Department of Clinical-Surgical, Diagnostic and Paediatric Sciences, University of Pavia, Italy.
Anesthesia and Intensive Care, Fondazione IRCCS Policlinico San Matteo, Italy.
Eur Heart J Acute Cardiovasc Care. 2020 Sep;9(6):649-656. doi: 10.1177/2048872619883399. Epub 2019 Nov 25.
The incidence and pathophysiology of right ventricular failure in patients with severe respiratory insufficiency has been largely investigated. However, there is a lack of early signs suggesting right ventricular systolic and diastolic dysfunction prior to acute cor pulmonale development.
We conducted a retrospective analytical cohort study of patients for acute respiratory distress syndrome undertaking an echocardiography during admission in the cardiothoracic intensive care unit. Patients were divided according to treatment: conventional protective ventilation (38 patients, 38%); interventional lung assist (23 patients, 23%); veno-venous extracorporeal membrane oxygenation (37 patients, 37%). Systolic and diastolic function was studied assessing, respectively: right ventricular systolic longitudinal function (tricuspid annular plane systolic excursion) and systolic contraction duration (tricuspid annular plane systolic excursion length); right ventricular diastolic filling time and right ventricular diastolic restrictive pattern (presence of pulmonary valve presystolic ejection wave). Correlation between the respiratory mechanics and systo-diastolic parameters were analysed.
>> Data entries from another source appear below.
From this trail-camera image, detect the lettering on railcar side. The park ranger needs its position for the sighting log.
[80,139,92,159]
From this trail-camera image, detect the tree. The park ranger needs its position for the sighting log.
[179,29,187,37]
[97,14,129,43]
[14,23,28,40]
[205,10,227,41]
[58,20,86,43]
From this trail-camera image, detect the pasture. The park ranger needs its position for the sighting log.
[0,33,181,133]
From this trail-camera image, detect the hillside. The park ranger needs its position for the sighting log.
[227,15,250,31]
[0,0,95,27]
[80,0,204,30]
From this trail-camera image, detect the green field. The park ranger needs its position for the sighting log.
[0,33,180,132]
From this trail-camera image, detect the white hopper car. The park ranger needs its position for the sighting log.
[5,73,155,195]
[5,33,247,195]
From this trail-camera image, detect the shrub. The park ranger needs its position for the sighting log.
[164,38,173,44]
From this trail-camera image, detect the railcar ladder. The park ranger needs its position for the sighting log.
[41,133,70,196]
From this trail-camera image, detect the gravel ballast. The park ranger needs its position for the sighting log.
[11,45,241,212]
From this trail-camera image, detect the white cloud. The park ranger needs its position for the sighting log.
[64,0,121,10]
In 98 patients studied, systolic dysfunction (tricuspid annular plane systolic excursion <16 mm) was present in 33.6% while diastolic restrictive pattern was present in 64%. A negative correlation was found between tricuspid annular plane systolic excursion and tricuspid annular plane systolic excursion length (<0.0001; -0.42). Tricuspid annular plane systolic excursion and tricuspid annular plane systolic excursion length correlated with right ventricular diastolic filling time (<0.001; -0.39). Pulmonary valve presystolic ejection wave was associated with tricuspid annular plane systolic excursion (<0.0001), tricuspid annular plane systolic excursion length (<0.0001), right ventricular diastolic filling time (<0.0001), positive end-expiratory pressure (<0.0001) and peak inspiratory pressure (<0.0001).
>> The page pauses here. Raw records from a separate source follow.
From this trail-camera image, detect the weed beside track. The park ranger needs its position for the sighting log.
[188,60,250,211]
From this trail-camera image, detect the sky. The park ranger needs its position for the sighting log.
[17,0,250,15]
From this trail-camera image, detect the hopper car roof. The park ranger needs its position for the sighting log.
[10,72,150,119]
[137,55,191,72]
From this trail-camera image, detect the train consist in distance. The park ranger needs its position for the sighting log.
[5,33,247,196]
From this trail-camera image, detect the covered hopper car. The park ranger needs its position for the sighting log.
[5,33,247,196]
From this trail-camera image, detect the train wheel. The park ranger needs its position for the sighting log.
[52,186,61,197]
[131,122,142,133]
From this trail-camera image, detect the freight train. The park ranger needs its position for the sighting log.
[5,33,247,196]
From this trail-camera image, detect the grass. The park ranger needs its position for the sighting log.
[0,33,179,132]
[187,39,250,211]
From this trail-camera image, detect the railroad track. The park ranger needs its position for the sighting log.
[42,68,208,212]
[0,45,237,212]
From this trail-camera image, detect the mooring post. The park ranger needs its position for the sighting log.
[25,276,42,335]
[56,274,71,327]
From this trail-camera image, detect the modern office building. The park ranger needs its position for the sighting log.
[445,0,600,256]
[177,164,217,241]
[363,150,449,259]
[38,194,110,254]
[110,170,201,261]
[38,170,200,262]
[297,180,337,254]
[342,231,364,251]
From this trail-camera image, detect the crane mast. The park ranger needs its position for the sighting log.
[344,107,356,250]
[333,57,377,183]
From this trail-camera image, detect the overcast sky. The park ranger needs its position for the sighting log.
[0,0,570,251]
Diastolic restrictive pattern is present in a remarkable percentage of patients with respiratory distress syndrome. Bedside echocardiography allows a mechanistic evaluation of systolic and diastolic interaction of the right ventricle.
严重呼吸功能不全患者右心衰竭的发生率和病理生理学已得到广泛研究。然而,在急性肺心病发展之前,缺乏提示右心室收缩和舒张功能障碍的早期迹象。
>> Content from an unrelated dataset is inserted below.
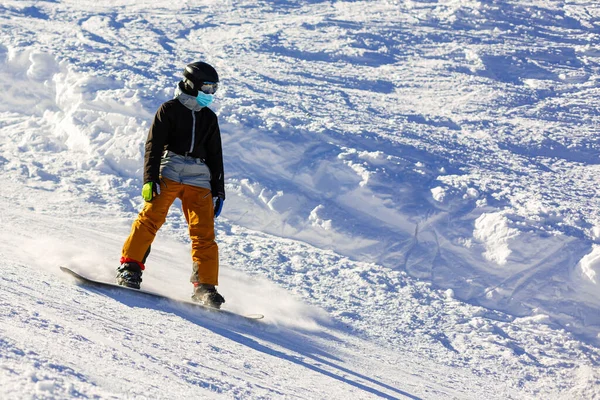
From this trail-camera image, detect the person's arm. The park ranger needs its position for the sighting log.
[206,118,225,200]
[144,104,170,184]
我们对在心胸重症监护病房住院期间接受超声心动图检查的急性呼吸窘迫综合征患者进行了回顾性分析队列研究。根据治疗方法将患者分为:常规保护性通气(38 例,38%);介入性肺辅助(23 例,23%);静脉-静脉体外膜氧合(37 例,37%)。通过评估分别研究了收缩和舒张功能:右心室收缩纵向功能(三尖瓣环平面收缩期位移)和收缩期收缩持续时间(三尖瓣环平面收缩期位移长度);右心室舒张充盈时间和右心室舒张受限模式(存在肺动脉瓣收缩前射流波)。分析了呼吸力学与收缩-舒张参数之间的相关性。
在 98 例研究患者中,33.6%存在收缩功能障碍(三尖瓣环平面收缩期位移<16mm),64%存在舒张受限模式。三尖瓣环平面收缩期位移与三尖瓣环平面收缩期位移长度呈负相关(<0.0001;-0.42)。三尖瓣环平面收缩期位移和三尖瓣环平面收缩期位移长度与右心室舒张充盈时间相关(<0.001;-0.39)。肺动脉瓣收缩前射流波与三尖瓣环平面收缩期位移(<0.0001)、三尖瓣环平面收缩期位移长度(<0.0001)、右心室舒张充盈时间(<0.0001)、呼气末正压(<0.0001)和吸气峰压(<0.0001)相关。
呼吸窘迫综合征患者中有相当一部分存在舒张受限模式。床旁超声心动图可对右心室收缩和舒张相互作用进行机制评估。